1. Il ne portait pas de pull (1/3)

2 minutes de lecture

(Pour l'ambiance musicale : https://youtu.be/o6vptqMYk3g)

*

   Il pleuvait sur Paris. Il pleuvait sans discontinuer depuis la veille. Partout, l'on entendait des flaques se disloquer sous les pneus des voitures, des gouttes ricocher sur les trottoirs et ruisseler le long des chéneaux. La ville se diluait sous les épanchements du ciel. Depuis le porche du hall principal, Thaïs observait les volutes de fumée de sa cigarette s'échapper vers la grille. La pluie qui les fauchait net dans leur course lui arracha un soupir : d'aussi loin que remontaient ses souvenirs, elle avait toujours fait ses rentrées sous la flotte. Quelqu'un Là-Haut devait croire que renoncer aux promesses de l'été n'était pas assez déprimant comme ça.

   L'heure tournait. La jeune femme prit une dernière taffe, écrasa son mégot dans le cendrier le plus proche et consulta son nouvel emploi du temps, assemblé tel un patchwork depuis les tableaux d'affichage, près des amphis. Littérature ; une heure et demie, troisième étage.

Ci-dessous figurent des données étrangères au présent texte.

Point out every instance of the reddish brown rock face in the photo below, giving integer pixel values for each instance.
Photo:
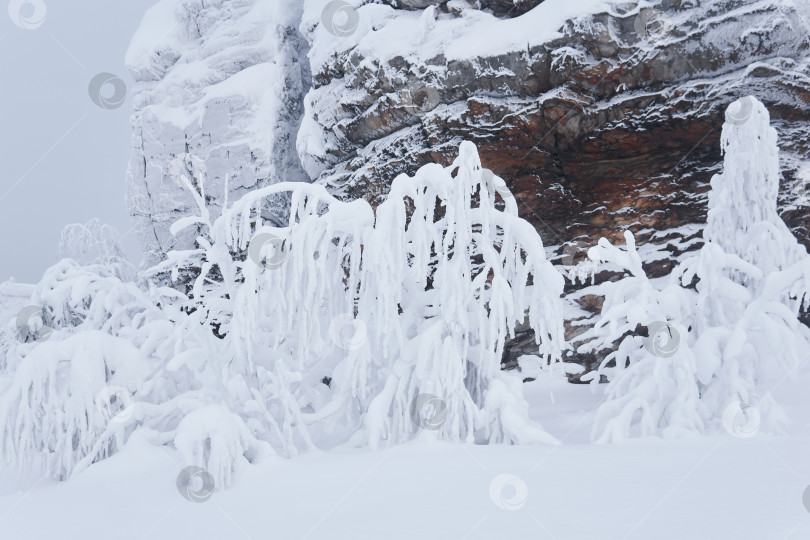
(613, 126)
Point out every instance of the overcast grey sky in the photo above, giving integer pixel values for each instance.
(63, 159)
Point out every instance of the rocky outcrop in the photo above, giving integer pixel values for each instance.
(598, 121)
(219, 87)
(612, 122)
(599, 118)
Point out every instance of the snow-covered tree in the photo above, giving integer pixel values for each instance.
(737, 332)
(345, 324)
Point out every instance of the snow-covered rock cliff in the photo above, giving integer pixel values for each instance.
(219, 87)
(601, 116)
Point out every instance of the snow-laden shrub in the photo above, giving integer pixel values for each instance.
(737, 334)
(66, 402)
(653, 387)
(345, 324)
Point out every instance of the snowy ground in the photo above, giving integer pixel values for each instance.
(718, 487)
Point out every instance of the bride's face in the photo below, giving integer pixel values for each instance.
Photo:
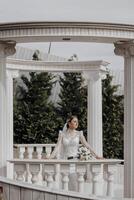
(73, 124)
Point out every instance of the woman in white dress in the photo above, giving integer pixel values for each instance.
(68, 141)
(68, 145)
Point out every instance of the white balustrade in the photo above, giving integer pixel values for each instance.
(28, 175)
(81, 170)
(65, 180)
(32, 151)
(110, 179)
(58, 174)
(21, 152)
(39, 152)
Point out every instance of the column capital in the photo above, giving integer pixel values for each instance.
(125, 49)
(94, 75)
(7, 48)
(13, 73)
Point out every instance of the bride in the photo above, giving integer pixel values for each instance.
(67, 147)
(68, 141)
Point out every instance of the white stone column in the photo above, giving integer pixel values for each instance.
(94, 136)
(6, 49)
(10, 74)
(127, 50)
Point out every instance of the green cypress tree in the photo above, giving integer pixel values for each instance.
(112, 120)
(73, 99)
(34, 116)
(34, 113)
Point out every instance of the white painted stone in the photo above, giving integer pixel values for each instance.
(126, 49)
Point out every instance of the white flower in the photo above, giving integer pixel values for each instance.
(85, 153)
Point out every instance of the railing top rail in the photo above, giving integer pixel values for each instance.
(46, 189)
(35, 145)
(56, 161)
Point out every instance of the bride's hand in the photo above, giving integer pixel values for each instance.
(98, 157)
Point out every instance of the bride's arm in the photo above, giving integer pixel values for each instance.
(85, 143)
(57, 147)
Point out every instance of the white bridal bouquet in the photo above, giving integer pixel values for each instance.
(85, 154)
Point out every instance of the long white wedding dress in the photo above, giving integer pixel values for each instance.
(67, 147)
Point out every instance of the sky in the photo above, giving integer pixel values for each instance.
(113, 11)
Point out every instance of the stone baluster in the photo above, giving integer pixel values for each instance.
(28, 175)
(39, 152)
(20, 176)
(30, 152)
(81, 170)
(40, 175)
(49, 170)
(110, 179)
(20, 170)
(34, 178)
(57, 175)
(81, 181)
(34, 169)
(65, 168)
(48, 151)
(21, 152)
(96, 172)
(50, 179)
(65, 180)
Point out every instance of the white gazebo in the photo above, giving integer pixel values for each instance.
(120, 35)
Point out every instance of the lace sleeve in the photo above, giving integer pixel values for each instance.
(85, 143)
(57, 148)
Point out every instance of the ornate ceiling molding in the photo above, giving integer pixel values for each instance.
(66, 31)
(72, 66)
(124, 48)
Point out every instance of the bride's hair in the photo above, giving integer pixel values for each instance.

   Thaïs grimpa les escaliers, traversa le couloir jusqu'à la salle de cours, choisit une place centrale, à deux rangs du fond, et attendit. Plongée dans ses réflexions, elle n'accorda pas un regard à ses comparses, pas plus qu'elle ne prêta attention à leurs discussions. La lettre de motivation qu'elle devait pondre en rentrant la taraudait. Ses parents l'avaient assurée de leur soutien pour le loyer, mais la jeune femme était fière et tenait à son indépendance, il lui fallait donc un job. Seulement voilà, quelle motivation pouvait-on bien avancer quand on postulait à un boulot alimentaire ? Manipuler des pièces sorties de je ne sais où, moi j'adore ! s'imaginait-elle affirmer à un recruteur, ses boucles châtain rebondissant en désordre tandis qu'elle hochait la tête. J'ai toujours eu envie de jouer du tiroir-caisse, en plus ! Mouais, pas terrible.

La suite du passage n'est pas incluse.